In 2012, Byrne made news when he used his weather reports to criticise reports made by metropolitan television stations, particularly on the breakfast programs such as Sunrise and Today relating to weather conditions in Queensland. In one weather report, Byrne said: The southern media are at it again... more unprofessional claptrap on what they portray as breakfast television. Imagine the repercussions if, on national television, I forecast 200km/h winds for Sydney or Melbourne! Hooley, Dooley! Queensland deserves and demands better. Give us the factual information, not the nonsensical gobbledygook transmitted out of Sydney. Give us a break! It just makes me so angry. How do they get away with it?!

Following his on-air outburst, there were reports that Byrne had clashed his WIN Television management which led him to storm out of the television station, which may have led to his absence on WIN News for the succeeding two nights following the incident. Byrne later said that while management still weren't happy with him, the issue had been reconciled and his colleagues had even handed him a "Storm in a Teacup" award after the incident, which consisted of a cut-out of a Melbourne Storm player in an actual teacup. Byrne also alluded to not having a job at WIN for much longer, which was likely referring to the imminent closure of the WIN Television studio facilities in Rockhampton.

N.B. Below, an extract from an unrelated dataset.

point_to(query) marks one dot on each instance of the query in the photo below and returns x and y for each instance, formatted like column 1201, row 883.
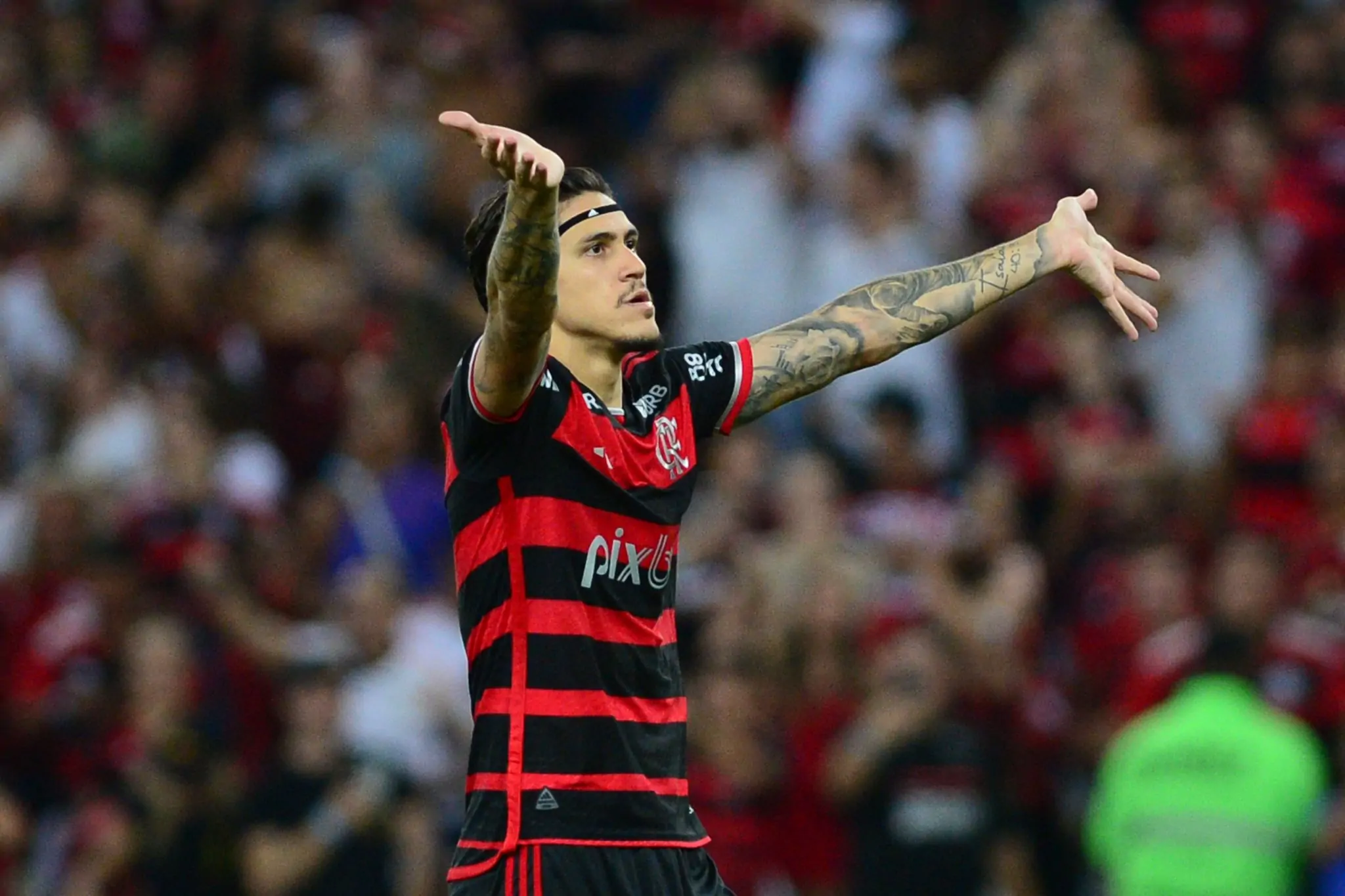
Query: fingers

In May 2012, WIN Television closed their Rockhampton studio facilities as they centralised the production of news bulletins to a new studio complex on the Sunshine Coast. While the news anchor and sports presenter relocated to commence work at WIN's new production facilities at Maroochydore, Byrne decided to stay in the local area effectively ending his relationship with 22-year relationship with WIN Television. On his final night on 4 May 2012, WIN Television aired a special package featuring tributes from former colleagues that had previously worked at WIN Television in Rockhampton such as Karl Stefanovic, Leila McKinnon and Davina Smith.

Soon after leaving WIN Television, Channel 7 approached Byrne to do some work for them without having to leave the local area.

Since late 2012, Byrne has presented a weekly retrospective segment called Rewind which airs on all local editions of Seven News across regional Queensland.